I came across a recipe on Food Network, nicely shared by George Stella, who called this – let us be honest – cauliflower and cheese casserole – a low carb mac and cheese.
It is not.
It is, however, mebbe the BEST cauliflower and cheese casserole recipe I have tried and, while neither you nor your family will be fooled about the lack of pasta; I think all will be wicked happy.
INGREDIENTS
•Salt
•1 head cauliflower
•Olive oil
•1 cup heavy cream
•2 oz cream cheese
•2 cups shredded cheese*
•1-1/2 tsp Dijon mustard
•1/2 tsp Seasoned Salt
•1/2 tsp black pepper
•1/8 tsp garlic powder
•1 tsp dried parsley
*The original recipe called for using only Cheddar cheese, which I though a bit boring. I also happened to have several nice blocks of cheese open for grating, so I used about 1/2 cup each of freshly shredded Fontina, Swiss, and Cheddar cheese to stir into the casserole, and then 1/2 cup of shredded Pepperoni Marinara cheese (available at ALDI) scattered over the top.
Cut the cauliflower into small florets, set aside, and heat your oven to 375º.
Brush a two quart baking dish with olive oil.
Heat a large pot of water to a boil over high heat, and add mebbe a teaspoon or two of salt. I go by the Anne Burrell advice that cooking water should taste like the ocean.
Add the cauliflower to the boiling water and cook just until it is crisp-tender – five minutes. Remove from the water and pat dry before adding to the oiled baking dish.
Place the heavy cream in a two quart pot and bring to a simmer over medium heat. I add a wooden skewer as shown to help keep the cream from super heating and bubbling over (I know this works in the ‘wave, and figure it can’t hurt to take the same precaution on the stove top).

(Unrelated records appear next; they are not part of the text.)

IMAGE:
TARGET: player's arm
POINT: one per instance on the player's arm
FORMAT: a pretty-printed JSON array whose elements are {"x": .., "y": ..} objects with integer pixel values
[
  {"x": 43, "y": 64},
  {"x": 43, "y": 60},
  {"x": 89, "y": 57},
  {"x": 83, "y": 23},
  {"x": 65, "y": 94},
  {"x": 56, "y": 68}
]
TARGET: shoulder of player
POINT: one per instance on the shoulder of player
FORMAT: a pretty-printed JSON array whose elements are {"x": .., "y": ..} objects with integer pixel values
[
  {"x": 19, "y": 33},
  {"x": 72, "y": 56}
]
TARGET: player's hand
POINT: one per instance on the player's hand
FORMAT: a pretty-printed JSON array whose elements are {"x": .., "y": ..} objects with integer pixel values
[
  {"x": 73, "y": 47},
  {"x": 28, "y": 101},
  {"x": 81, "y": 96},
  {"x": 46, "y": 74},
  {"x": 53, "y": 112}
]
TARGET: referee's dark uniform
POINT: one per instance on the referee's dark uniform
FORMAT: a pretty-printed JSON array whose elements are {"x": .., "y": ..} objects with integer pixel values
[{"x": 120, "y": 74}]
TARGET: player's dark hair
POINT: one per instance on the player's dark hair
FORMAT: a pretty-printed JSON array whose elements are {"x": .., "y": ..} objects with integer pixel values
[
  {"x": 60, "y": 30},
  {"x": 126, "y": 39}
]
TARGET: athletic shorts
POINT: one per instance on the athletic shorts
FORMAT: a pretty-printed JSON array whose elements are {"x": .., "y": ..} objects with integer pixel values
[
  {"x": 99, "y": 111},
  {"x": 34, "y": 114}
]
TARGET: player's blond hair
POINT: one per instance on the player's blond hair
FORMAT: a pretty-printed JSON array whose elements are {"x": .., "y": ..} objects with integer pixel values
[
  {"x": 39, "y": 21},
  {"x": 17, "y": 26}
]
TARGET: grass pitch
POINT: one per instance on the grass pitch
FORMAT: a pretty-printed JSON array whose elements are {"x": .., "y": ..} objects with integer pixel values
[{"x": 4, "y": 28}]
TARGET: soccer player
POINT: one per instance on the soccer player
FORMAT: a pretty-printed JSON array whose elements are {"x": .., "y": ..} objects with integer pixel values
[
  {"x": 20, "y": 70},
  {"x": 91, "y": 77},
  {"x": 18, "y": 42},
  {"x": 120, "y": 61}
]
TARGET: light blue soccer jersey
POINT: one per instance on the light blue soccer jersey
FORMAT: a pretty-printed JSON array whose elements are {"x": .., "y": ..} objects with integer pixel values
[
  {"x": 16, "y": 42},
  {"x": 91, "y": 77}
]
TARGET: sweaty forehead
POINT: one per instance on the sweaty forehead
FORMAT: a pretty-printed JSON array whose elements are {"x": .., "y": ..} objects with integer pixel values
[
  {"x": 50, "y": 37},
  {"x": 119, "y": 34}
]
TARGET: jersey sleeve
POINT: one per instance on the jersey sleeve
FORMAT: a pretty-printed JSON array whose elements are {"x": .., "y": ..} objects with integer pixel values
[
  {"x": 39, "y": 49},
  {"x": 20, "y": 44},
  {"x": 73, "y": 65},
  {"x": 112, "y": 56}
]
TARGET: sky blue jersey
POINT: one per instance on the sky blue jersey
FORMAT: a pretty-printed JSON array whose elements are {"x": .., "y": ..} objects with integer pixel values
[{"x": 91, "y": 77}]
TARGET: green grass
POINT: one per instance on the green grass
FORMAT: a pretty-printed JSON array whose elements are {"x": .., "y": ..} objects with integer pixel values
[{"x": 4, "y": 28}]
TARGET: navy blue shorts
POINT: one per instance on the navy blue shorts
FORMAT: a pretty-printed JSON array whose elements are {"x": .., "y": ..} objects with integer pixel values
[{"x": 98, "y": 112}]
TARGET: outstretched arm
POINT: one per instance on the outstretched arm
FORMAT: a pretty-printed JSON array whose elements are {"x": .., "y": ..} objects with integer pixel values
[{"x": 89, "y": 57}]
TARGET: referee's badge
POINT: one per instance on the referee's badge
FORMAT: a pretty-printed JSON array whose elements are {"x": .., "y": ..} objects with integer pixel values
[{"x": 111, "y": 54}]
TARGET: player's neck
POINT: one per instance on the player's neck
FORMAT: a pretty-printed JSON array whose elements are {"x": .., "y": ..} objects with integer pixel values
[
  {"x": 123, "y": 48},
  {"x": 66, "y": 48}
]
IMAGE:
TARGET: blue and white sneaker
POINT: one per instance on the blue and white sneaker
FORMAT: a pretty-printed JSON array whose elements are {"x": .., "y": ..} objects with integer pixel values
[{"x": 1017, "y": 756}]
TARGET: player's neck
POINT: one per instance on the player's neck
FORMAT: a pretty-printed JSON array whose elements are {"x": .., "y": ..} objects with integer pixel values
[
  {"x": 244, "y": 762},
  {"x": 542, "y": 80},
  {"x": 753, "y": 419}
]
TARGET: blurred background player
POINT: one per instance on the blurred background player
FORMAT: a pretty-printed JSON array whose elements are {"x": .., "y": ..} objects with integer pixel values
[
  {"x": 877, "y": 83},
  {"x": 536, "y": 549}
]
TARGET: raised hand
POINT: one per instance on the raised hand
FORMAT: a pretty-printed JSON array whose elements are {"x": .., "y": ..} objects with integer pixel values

Set the heat to low, then whisk the cream cheese into the hot cream along with the mustard, seasoned salt, pepper, garlic powder, parsley, and 1-1/2 cup Fontina, Swiss, and Cheddar blend until the cheeses have melted and the sauce is smooth.
Pour the cheese sauce over the cauliflower in the baking pan and stir to combine.
Scatter the half cup of pepperoni marinara cheese over the top and pop into the oven, uncovered, to bake.
Mr. Stella recommended 15 minutes cooking time, until the casserole was nicely browned and bubbly, but I found that mine took approximately 25 minutes to get a casserole I thought nicely browned and all ooey-gooey cheesy.
In the best possible way, of course.
So, YEH – this is low carb and all, and very, very good, but still, I chose to serve this as if it was the main course, with a salad on the side, and, YEH, we weren’t fooled into forgetting about all the goodness that is mac and cheese; but we were still pretty happy with the dinner. If you aren’t quite up to a cauliflower main course, go ahead and add this to your feast day supper menu, folk will be very glad you did.